Enabling CC mode on GPU.

  cd ~/nvidia_setup
  git clone https://github.com/NVIDIA/nvtrust.git
  cd ~/nvidia_setup/nvtrust 
  git submodule update --init 
  cd host_tools/python

  sudo python3 ./nvidia_gpu_tools.py --gpu-name=H100 --query-cc-mode
  sudo python3 ./nvidia_gpu_tools.py --gpu-name=H100 --set-cc-mode=on --reset-after-cc-mode-switch
  lspci -d 10de: -nn
  sudo modprobe vfio
  sudo modprobe vfio_pci
  sudo sh -c "echo 10de 2331 > /sys/bus/pci/drivers/vfio-pci/new_id"

• Please use device number returned in lspci -d 10de: -nn for setting the new_id.

• Follow the steps mentioned in wiki to prepare a guest image.

  cd ~/nvidia_setup/tdx/guest_tools/image
  sudo ./create-td-image.sh

Boot TD with GPU passthrough

• To passthrough the GPU card to TD, say 38:00.0, run the run_td.sh script with -d as an argument.
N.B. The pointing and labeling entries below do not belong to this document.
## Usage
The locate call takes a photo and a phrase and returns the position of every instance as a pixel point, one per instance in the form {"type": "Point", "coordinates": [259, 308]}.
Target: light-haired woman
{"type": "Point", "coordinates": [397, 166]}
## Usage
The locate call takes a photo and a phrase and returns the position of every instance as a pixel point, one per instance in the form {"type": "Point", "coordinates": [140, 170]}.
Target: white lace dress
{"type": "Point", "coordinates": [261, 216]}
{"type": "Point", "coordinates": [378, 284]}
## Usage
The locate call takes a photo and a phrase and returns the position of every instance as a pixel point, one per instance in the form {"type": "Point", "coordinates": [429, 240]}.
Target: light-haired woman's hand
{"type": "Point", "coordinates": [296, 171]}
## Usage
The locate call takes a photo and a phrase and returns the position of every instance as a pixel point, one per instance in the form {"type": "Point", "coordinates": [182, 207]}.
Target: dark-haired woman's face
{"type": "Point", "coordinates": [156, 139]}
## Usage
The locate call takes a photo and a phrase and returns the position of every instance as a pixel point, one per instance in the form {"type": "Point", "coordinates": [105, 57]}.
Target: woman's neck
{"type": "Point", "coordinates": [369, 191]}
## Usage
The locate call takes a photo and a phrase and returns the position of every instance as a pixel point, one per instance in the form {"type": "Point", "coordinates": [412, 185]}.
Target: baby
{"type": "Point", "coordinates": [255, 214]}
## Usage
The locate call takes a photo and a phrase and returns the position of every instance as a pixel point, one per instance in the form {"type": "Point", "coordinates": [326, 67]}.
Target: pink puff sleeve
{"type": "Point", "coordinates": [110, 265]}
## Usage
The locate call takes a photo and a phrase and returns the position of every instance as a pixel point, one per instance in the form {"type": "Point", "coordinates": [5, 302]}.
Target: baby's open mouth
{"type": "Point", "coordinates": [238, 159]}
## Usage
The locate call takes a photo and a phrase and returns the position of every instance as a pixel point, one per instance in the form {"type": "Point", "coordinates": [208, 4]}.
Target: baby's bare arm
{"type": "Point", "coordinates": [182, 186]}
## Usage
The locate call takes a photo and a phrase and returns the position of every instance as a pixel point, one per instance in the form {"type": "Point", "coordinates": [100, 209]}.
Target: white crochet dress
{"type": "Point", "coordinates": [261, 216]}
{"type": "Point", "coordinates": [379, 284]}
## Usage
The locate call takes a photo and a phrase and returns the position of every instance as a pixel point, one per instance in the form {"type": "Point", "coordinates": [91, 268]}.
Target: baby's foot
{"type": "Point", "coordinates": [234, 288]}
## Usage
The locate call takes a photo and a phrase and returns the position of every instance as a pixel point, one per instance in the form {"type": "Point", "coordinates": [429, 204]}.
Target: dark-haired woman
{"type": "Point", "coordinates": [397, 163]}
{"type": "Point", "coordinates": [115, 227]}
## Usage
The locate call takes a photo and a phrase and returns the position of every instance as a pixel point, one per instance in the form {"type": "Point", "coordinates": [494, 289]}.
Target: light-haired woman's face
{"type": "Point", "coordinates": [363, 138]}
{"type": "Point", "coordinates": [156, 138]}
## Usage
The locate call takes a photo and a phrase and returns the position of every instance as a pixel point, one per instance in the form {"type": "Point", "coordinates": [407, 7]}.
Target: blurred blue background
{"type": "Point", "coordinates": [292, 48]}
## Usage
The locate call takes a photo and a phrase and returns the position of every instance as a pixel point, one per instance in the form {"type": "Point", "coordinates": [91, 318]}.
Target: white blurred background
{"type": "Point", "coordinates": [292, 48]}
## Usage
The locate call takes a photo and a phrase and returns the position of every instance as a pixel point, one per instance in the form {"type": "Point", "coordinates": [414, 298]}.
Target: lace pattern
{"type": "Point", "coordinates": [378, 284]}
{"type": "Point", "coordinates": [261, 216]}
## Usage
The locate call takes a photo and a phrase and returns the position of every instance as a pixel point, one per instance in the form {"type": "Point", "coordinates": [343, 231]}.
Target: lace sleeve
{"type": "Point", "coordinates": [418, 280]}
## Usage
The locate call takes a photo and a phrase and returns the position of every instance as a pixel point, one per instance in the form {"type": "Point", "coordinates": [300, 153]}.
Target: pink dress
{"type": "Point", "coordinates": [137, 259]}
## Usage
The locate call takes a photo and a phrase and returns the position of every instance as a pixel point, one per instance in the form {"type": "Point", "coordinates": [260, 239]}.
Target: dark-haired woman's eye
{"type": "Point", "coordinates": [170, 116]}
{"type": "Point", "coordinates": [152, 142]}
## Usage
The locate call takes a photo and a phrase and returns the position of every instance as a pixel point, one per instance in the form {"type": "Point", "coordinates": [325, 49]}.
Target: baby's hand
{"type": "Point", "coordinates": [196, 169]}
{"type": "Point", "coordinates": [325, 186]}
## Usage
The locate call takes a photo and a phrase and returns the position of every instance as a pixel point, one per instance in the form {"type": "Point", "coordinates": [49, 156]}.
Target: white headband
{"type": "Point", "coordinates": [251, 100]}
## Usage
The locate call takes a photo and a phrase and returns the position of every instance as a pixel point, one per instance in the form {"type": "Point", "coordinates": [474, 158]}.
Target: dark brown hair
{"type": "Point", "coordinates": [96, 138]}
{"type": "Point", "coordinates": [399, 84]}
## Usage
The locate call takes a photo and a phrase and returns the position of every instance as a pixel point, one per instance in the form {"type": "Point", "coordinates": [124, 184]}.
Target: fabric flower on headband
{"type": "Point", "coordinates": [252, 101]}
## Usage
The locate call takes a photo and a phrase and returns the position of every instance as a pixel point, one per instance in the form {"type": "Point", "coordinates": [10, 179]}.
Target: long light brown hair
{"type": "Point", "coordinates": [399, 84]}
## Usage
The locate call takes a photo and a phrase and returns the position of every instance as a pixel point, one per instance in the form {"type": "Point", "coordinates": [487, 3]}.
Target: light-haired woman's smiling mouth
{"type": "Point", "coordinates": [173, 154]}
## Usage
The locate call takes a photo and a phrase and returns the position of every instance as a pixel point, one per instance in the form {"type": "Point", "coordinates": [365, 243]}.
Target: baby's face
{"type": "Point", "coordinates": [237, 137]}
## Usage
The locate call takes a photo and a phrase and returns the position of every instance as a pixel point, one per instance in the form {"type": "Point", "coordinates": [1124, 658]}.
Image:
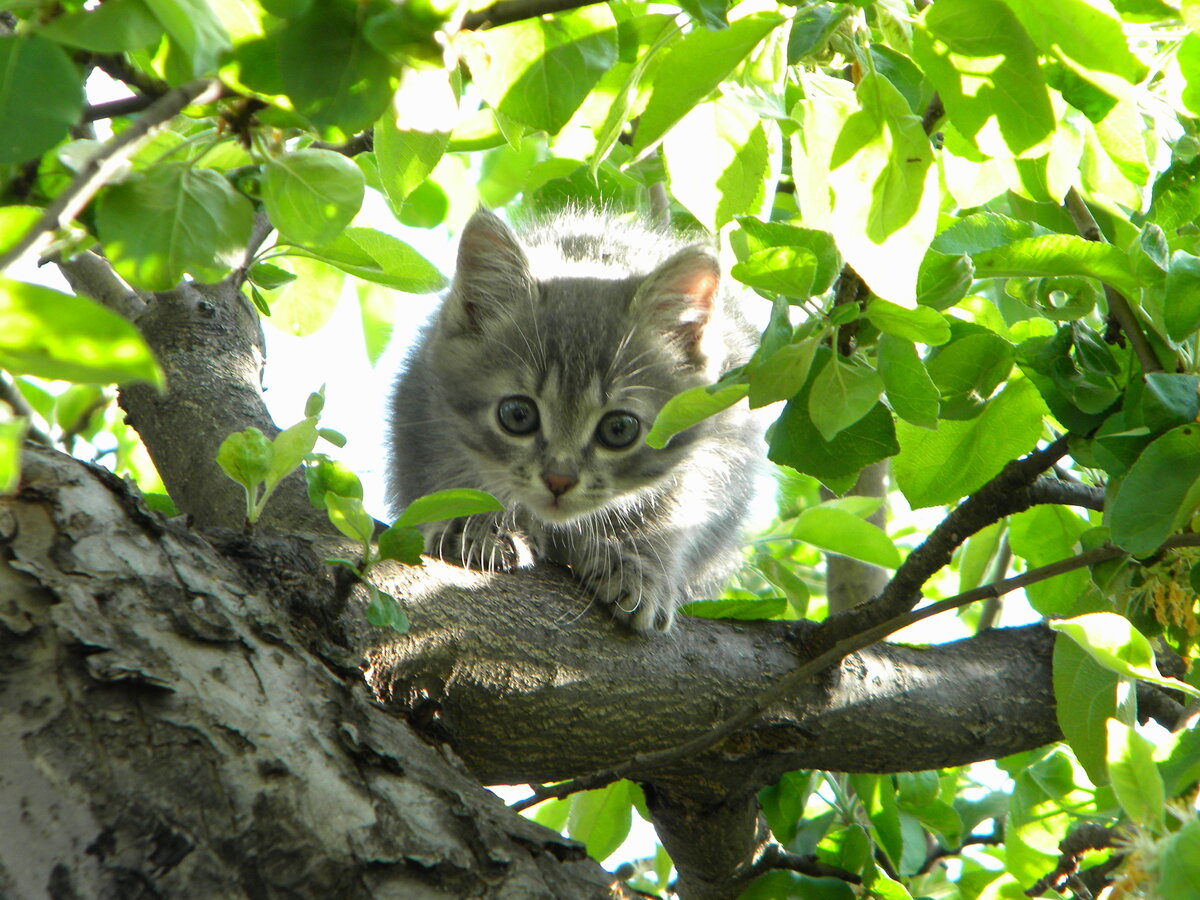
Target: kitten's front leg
{"type": "Point", "coordinates": [483, 541]}
{"type": "Point", "coordinates": [635, 576]}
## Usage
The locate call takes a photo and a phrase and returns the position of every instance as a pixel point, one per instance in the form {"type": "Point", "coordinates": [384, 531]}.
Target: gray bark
{"type": "Point", "coordinates": [185, 708]}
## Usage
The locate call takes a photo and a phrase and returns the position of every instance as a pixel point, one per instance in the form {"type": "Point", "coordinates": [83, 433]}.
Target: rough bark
{"type": "Point", "coordinates": [165, 731]}
{"type": "Point", "coordinates": [235, 660]}
{"type": "Point", "coordinates": [189, 713]}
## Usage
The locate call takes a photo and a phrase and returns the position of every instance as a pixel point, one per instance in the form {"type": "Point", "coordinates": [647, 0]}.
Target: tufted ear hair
{"type": "Point", "coordinates": [492, 273]}
{"type": "Point", "coordinates": [679, 298]}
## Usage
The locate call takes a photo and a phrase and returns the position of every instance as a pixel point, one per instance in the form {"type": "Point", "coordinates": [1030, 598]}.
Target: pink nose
{"type": "Point", "coordinates": [557, 484]}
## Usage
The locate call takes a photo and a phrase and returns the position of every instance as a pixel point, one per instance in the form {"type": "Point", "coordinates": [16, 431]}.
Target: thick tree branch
{"type": "Point", "coordinates": [103, 163]}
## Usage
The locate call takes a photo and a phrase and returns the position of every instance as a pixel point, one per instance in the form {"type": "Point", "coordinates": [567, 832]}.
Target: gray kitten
{"type": "Point", "coordinates": [538, 379]}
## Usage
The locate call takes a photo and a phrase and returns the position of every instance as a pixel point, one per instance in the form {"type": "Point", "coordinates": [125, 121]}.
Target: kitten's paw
{"type": "Point", "coordinates": [641, 597]}
{"type": "Point", "coordinates": [478, 543]}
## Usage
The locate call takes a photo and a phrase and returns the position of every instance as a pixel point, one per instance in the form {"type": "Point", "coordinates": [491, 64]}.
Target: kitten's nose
{"type": "Point", "coordinates": [557, 484]}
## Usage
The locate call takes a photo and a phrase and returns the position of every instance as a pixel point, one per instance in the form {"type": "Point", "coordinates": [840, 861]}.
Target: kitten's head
{"type": "Point", "coordinates": [555, 358]}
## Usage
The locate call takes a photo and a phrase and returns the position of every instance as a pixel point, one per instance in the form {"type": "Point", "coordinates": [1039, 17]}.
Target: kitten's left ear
{"type": "Point", "coordinates": [679, 298]}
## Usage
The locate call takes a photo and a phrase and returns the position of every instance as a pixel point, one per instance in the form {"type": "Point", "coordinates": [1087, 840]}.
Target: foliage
{"type": "Point", "coordinates": [971, 225]}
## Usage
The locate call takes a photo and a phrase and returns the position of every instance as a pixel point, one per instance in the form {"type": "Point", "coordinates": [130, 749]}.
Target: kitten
{"type": "Point", "coordinates": [538, 379]}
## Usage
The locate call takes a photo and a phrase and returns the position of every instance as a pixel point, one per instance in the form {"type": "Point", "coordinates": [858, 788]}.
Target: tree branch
{"type": "Point", "coordinates": [505, 11]}
{"type": "Point", "coordinates": [793, 679]}
{"type": "Point", "coordinates": [101, 166]}
{"type": "Point", "coordinates": [1006, 493]}
{"type": "Point", "coordinates": [1119, 306]}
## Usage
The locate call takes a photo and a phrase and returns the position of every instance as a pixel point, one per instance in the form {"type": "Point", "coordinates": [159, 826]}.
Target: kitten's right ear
{"type": "Point", "coordinates": [492, 273]}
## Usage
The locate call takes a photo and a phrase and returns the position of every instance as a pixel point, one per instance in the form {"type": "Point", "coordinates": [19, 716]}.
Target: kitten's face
{"type": "Point", "coordinates": [556, 417]}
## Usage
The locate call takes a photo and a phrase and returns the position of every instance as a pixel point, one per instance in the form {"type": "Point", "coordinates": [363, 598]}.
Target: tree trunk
{"type": "Point", "coordinates": [185, 714]}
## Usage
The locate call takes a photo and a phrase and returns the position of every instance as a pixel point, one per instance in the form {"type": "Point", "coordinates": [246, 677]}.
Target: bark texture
{"type": "Point", "coordinates": [165, 732]}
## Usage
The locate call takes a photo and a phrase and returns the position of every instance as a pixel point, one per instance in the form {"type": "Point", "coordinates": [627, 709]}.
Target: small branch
{"type": "Point", "coordinates": [101, 166]}
{"type": "Point", "coordinates": [91, 275]}
{"type": "Point", "coordinates": [505, 11]}
{"type": "Point", "coordinates": [973, 840]}
{"type": "Point", "coordinates": [775, 857]}
{"type": "Point", "coordinates": [1120, 309]}
{"type": "Point", "coordinates": [990, 615]}
{"type": "Point", "coordinates": [113, 108]}
{"type": "Point", "coordinates": [1086, 837]}
{"type": "Point", "coordinates": [787, 685]}
{"type": "Point", "coordinates": [1006, 493]}
{"type": "Point", "coordinates": [360, 143]}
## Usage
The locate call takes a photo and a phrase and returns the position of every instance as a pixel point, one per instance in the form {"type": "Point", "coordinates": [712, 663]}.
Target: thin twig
{"type": "Point", "coordinates": [101, 166]}
{"type": "Point", "coordinates": [505, 11]}
{"type": "Point", "coordinates": [1119, 306]}
{"type": "Point", "coordinates": [787, 685]}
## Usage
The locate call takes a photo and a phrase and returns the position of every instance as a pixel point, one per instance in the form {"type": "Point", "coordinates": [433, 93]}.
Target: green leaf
{"type": "Point", "coordinates": [383, 611]}
{"type": "Point", "coordinates": [406, 157]}
{"type": "Point", "coordinates": [195, 30]}
{"type": "Point", "coordinates": [1180, 864]}
{"type": "Point", "coordinates": [539, 71]}
{"type": "Point", "coordinates": [1181, 767]}
{"type": "Point", "coordinates": [348, 516]}
{"type": "Point", "coordinates": [402, 543]}
{"type": "Point", "coordinates": [987, 72]}
{"type": "Point", "coordinates": [910, 391]}
{"type": "Point", "coordinates": [967, 370]}
{"type": "Point", "coordinates": [840, 395]}
{"type": "Point", "coordinates": [743, 609]}
{"type": "Point", "coordinates": [693, 67]}
{"type": "Point", "coordinates": [15, 223]}
{"type": "Point", "coordinates": [245, 456]}
{"type": "Point", "coordinates": [1042, 535]}
{"type": "Point", "coordinates": [378, 257]}
{"type": "Point", "coordinates": [886, 191]}
{"type": "Point", "coordinates": [1059, 255]}
{"type": "Point", "coordinates": [1170, 399]}
{"type": "Point", "coordinates": [333, 73]}
{"type": "Point", "coordinates": [171, 221]}
{"type": "Point", "coordinates": [311, 195]}
{"type": "Point", "coordinates": [1085, 699]}
{"type": "Point", "coordinates": [1181, 303]}
{"type": "Point", "coordinates": [53, 335]}
{"type": "Point", "coordinates": [796, 442]}
{"type": "Point", "coordinates": [41, 96]}
{"type": "Point", "coordinates": [269, 276]}
{"type": "Point", "coordinates": [12, 433]}
{"type": "Point", "coordinates": [690, 407]}
{"type": "Point", "coordinates": [757, 245]}
{"type": "Point", "coordinates": [783, 803]}
{"type": "Point", "coordinates": [454, 503]}
{"type": "Point", "coordinates": [946, 465]}
{"type": "Point", "coordinates": [730, 178]}
{"type": "Point", "coordinates": [839, 532]}
{"type": "Point", "coordinates": [601, 819]}
{"type": "Point", "coordinates": [324, 474]}
{"type": "Point", "coordinates": [114, 27]}
{"type": "Point", "coordinates": [1116, 645]}
{"type": "Point", "coordinates": [779, 270]}
{"type": "Point", "coordinates": [919, 325]}
{"type": "Point", "coordinates": [783, 373]}
{"type": "Point", "coordinates": [1086, 37]}
{"type": "Point", "coordinates": [1157, 493]}
{"type": "Point", "coordinates": [289, 449]}
{"type": "Point", "coordinates": [1134, 777]}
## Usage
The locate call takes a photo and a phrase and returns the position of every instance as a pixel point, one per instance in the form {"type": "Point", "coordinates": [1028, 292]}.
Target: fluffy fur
{"type": "Point", "coordinates": [538, 379]}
  cd ~/nvidia_setup/tdx/guest-tools/
  sudo ./run_td.sh -d
  

• If you are login as normal user, use sudo for all the commands need root privilage

Enabling LKCA on the TDVM

vi /etc/modprobe.d/nvidia-lkca.conf
install nvidia /sbin/modprobe ecdsa_generic; /sbin/modprobe ecdh; /sbin/modprobe --ignore-install nvidia
update-initramfs -u

Install NVIDIA Driver and CUDA Toolkit

• Setup proxy inside TDVM, if the environment is behind a proxy

wget https://developer.download.nvidia.com/compute/cuda/repos/ubuntu2404/x86_64/cuda-keyring_1.1-1_all.deb
dpkg -i cuda-keyring_1.1-1_all.deb 
apt-get update
apt-get -y install cuda-toolkit-12-5
apt install -y nvidia-driver-550-server-open
reboot

• After successful installation for nvidia driver and reboot, check whether nvidia-persistenced is running

  ps -aux | grep nvidia-persistenced
  

• Modify the service that automatically launches nvidia-persistenced

  vi /usr/lib/systemd/system/nvidia-persistenced.service
  # Change:
  ExecStart=/usr/bin/nvidia-persistenced --user nvidia-persistenced --no-persistence-mode --verbose
  # to this:
  ExecStart=/usr/bin/nvidia-persistenced --user nvidia-persistenced --uvm-persistence-mode --verbose
  

• Tell systemd to reload its modules, and reboot the guest

  systemctl daemon-reload
  reboot
  

• Validating State and Versions
  • Checking GPU CC mode status

  nvidia-smi conf-compute -f
  

  • Checking VBIOS version, Minimum version needed is 96.00.5E.00.00

   nvidia-smi -q | grep VBIOS
  

  • Checking GPU Ready state

  nvidia-smi conf-compute -grs
  

  • Changing GPU to ready state

  nvidia-smi conf-compute -srs 1
  

  Now the guest VM is ready to operate in CC mode with secured H100 accelerator.